Il savait désormais qu’il serait de ceux-là : ces lumières qui éclairent le monde un vague moment avant de s’évanouir dans l’éternité. Il ne voulait plus souffrir, plus jamais…
La douleur physique, ce n’était rien : il y était habitué depuis l’enfance. La ceinture du père n’avait pas été douce sur ses reins enfantins, le joug du bœuf, la rudesse des hivers, l’ingratitude de la terre… Il s’était blessé aux tâches de tous les jours.
Puis il y avait eu son apprentissage de guerrier : le froid de la lame sur sa peau, l’acier du poignard qui tranchait sa chair, le sang qui coulait… Ensuite le dressage au ludus…
Oui… La douleur physique ne lui faisait pas peur. Il avait appris à la dompter depuis bien longtemps. Mais la douleur morale, ce déchirement de soi lorsqu’on perd un être cher…
Celle-là, il s’était promis de ne plus jamais la ressentir. Son cœur était mort désormais, froid et vide, juste un bloc de glace qui battait dans sa poitrine mais ne se réchaufferait plus jamais à aucune présence.

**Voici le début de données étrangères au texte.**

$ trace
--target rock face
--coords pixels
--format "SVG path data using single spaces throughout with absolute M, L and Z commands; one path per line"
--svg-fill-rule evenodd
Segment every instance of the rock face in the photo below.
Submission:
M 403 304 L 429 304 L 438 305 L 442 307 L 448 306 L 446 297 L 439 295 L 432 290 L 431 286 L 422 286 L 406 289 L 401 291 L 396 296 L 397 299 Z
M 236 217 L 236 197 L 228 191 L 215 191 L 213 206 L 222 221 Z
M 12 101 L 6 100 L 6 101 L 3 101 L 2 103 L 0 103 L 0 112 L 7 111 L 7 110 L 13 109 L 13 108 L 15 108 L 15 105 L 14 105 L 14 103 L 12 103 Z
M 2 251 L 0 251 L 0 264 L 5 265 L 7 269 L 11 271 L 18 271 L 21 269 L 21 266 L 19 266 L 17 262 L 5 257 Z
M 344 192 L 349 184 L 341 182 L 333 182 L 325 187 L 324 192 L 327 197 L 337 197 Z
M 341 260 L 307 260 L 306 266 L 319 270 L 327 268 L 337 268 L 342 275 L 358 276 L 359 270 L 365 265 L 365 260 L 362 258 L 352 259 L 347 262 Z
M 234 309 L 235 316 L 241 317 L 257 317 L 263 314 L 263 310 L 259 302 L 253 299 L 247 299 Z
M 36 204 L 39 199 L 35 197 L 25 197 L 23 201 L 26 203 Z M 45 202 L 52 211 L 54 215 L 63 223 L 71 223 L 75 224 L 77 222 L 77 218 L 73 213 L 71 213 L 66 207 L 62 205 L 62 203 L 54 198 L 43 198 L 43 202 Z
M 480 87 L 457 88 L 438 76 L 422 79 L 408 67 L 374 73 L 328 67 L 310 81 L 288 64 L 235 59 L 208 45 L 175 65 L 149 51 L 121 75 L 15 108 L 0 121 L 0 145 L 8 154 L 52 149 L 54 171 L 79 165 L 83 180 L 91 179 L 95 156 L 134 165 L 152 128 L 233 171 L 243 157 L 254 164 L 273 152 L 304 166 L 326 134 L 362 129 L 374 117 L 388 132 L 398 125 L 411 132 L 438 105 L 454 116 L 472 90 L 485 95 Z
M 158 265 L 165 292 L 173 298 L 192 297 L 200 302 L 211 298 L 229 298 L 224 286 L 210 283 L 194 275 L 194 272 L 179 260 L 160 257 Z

Je ne suis qu´un homme, rien qu´un homme
Et je vais ma vie au gré des vents
Je crie, je tempête et je tonne
Puis je m´extasie au premier printemps
Je ne suis qu´un homme, rien qu´un homme
Entre goût de vivre et goût du néant
Entre Dieu et Diable, il faut voir comme
Je plie, je succombe et je me repens
Et pourtant…
Pourtant devant ce frêle esclave à la peau aussi brune que la sienne était blanche, aux yeux aussi noirs que les siens étaient bleus, à la chevelure aussi foncée que la sienne était claire, il sentait la glace fondre petit à petit.
Un sourire… un regard… un mot par ci par là…
Il s’était rangé aux côtés de Crixus : il fallait tuer l’esclave félon, celui qui avait voulu tuer son libérateur. S’il était tombé ce soir-là, si Spartacus ne lui avait pas accordé la vie, alors les choses auraient été bien plus simples pour lui.
Parce qu’il sentait que tous ses serments ne serviraient à rien. Ce corps-là, il voulait le serrer contre lui, l’étreindre et l’aimer, le faire hurler de plaisir en prenant possession de lui. Il voulait voir ses yeux briller en croisant son regard, il voulait l’entendre susurrer ces mots qu’il avait rayés de son vocabulaire depuis trop longtemps.
Il voulait l’aimer, malgré l’adversité, malgré les risques, malgré la douleur à venir.
Je ne suis qu´un homme, rien qu´un homme
Et je vais ma vie au gré des vents
Et qu´on me pardonne, me pardonne
Si je n´y crois plus que de temps en temps.
Ils étaient nus, l’un contre l’autre, alanguis et Agron refusait de penser à l’avenir. Il vivrait au présent cet amour qu’il avait essayé de fuir. Il vivrait chaque jour comme une victoire, parce que dans la vie de fugitifs traqués qui était la leur, leur seul luxe résidait dans l’instant présent.
Peut-être que c’était folie, peut-être que le sort lui ferait payer cher d’avoir, une fois de plus, osé aimer.
Peut-être…
Mais avec Nasir au creux de ses bras, à cet instant précis de sa vie, il se sentait invulnérable.